Yes it is a gas but it still has weight. Via Energy Race we can see the work of Dave Ames, from Cohasset, Massachusetts (photo via). He and his students constructed a large cubic volume (27m on a side) that shows what a ton of CO2 gas looks like if it were pure and in a gaseous state. Just like any other gas, if cooled sufficiently, it would solidify and be easier to measure. It would also then condense in the space that it occupied. Picture a ton of water. The same could be heated into steam which is still H20 but just as difficult then to picture as CO2 is at earth's natural temperatures. Some better explanations can be seen here and here.
This 540 cubic meters of volume of a ton of CO2 represents an average of 15 days for every person living in countries of high per capita emissions. The whole world makes 27 billion of these cubes worth every year through human activity. It equals about 3000km of driving in your car, depending on the fuel efficiency. Of course the problem is that it doesn't stay in the cube. It mixes with the atmosphere, constantly raising the ppm (parts per million) of CO2 in the overall mix. That number is at 387 ppm as of March 2009. We've raised the ppm by 35% since the beginning of the industrial age.
Every year we are collectively adding 10% more to the atmosphere than would be occurring by natural causes (animals, volcanoes, wildfires) which means that the balance has been shifted. The natural CO2 sinks (plants and oceans) can not keep the equilibrium. The excess that is being taken in by the oceans (about 1/3 of the anthropogenic CO2) is lowering the alkalinity of the water (acidification) with serious effect on marine habitats. But what is worse, as ocean temperatures rise, the ability of the water to take in CO2 diminishes, thus leading to a spike in atmospheric levels - a negative feedback loop.

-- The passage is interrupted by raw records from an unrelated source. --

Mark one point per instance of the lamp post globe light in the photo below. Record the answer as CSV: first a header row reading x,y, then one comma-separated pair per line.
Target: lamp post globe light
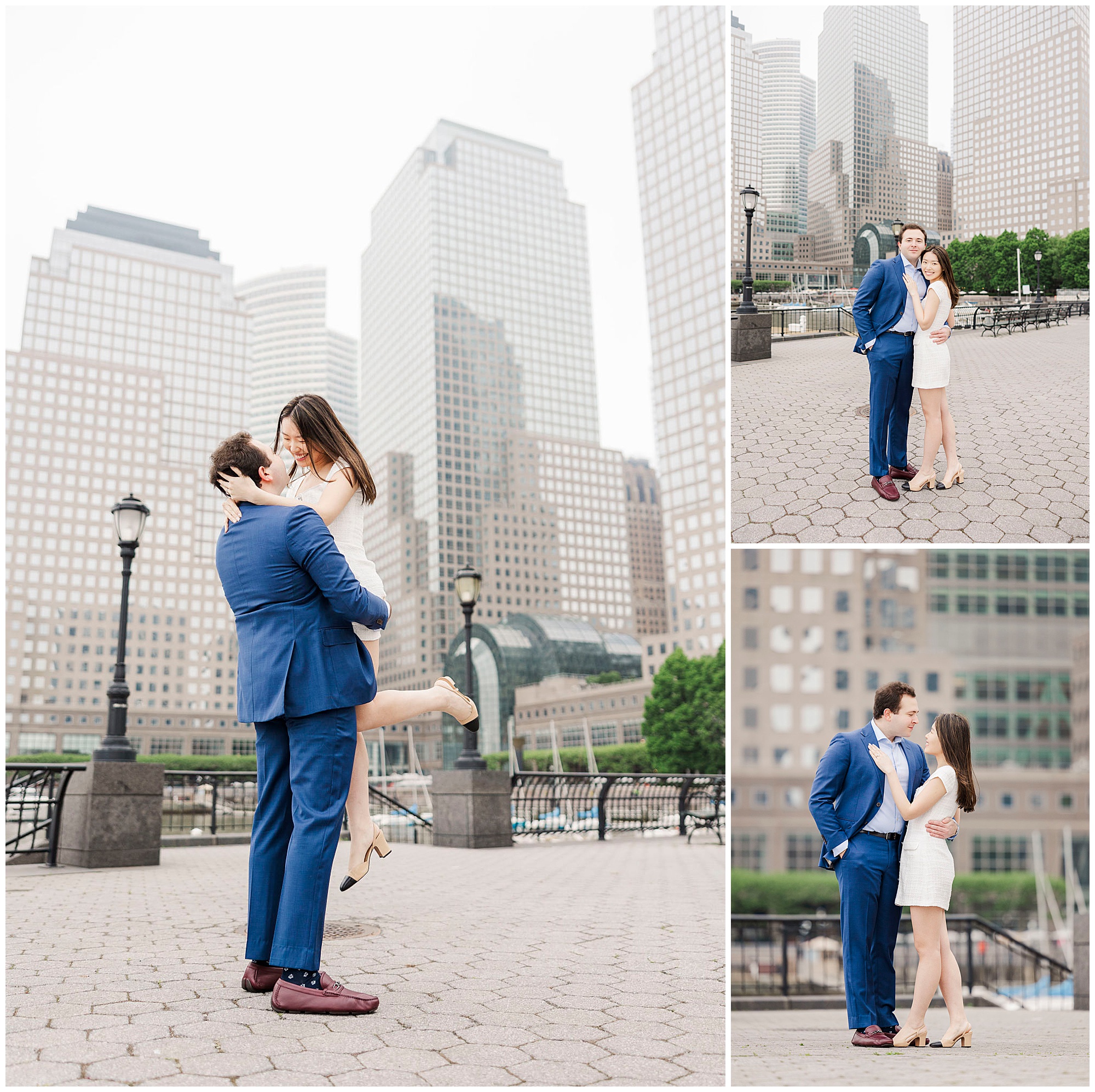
x,y
750,197
468,582
130,516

This great site give a lot more information on numbers. For example, each year, the fossil fuel powered electrical generation in the United States creates 6.4 billion of these tons. And each US household's portion of that electricity use comes to 9.4 tons per house.
If you really wanted to sequester your carbon, you should plant 100 green leafy trees (birch, maple) for EACH ton of CO2 you emit every year. So if you are in the United States, you would have to plant 2,400 trees in your lifetime. Some trees in the tropics can sink carbon at a rate of 40 trees per ton but it is impossible to place an exact number on tons per tree since there are too many variables (soil, sunlight, species, maturity, etc.). 100 trees per ton is a safer bet if you want to be sure. Obviously, every American is not going to plant 2,400 trees (who has 5 empty acres?), so let's get real about modifying our behavior (individually and collectively) instead. Carbon offset programs that fund reforestation efforts are positive, but will never even come close to scratching the surface of the problem. Five acres of trees per American equals 1,500,000,000 acres - 1.5 billion acres. That's 6,070,284 square kilometers. That's 60% of the entire country (and far less area than would be required to fuel the entire world with solar power).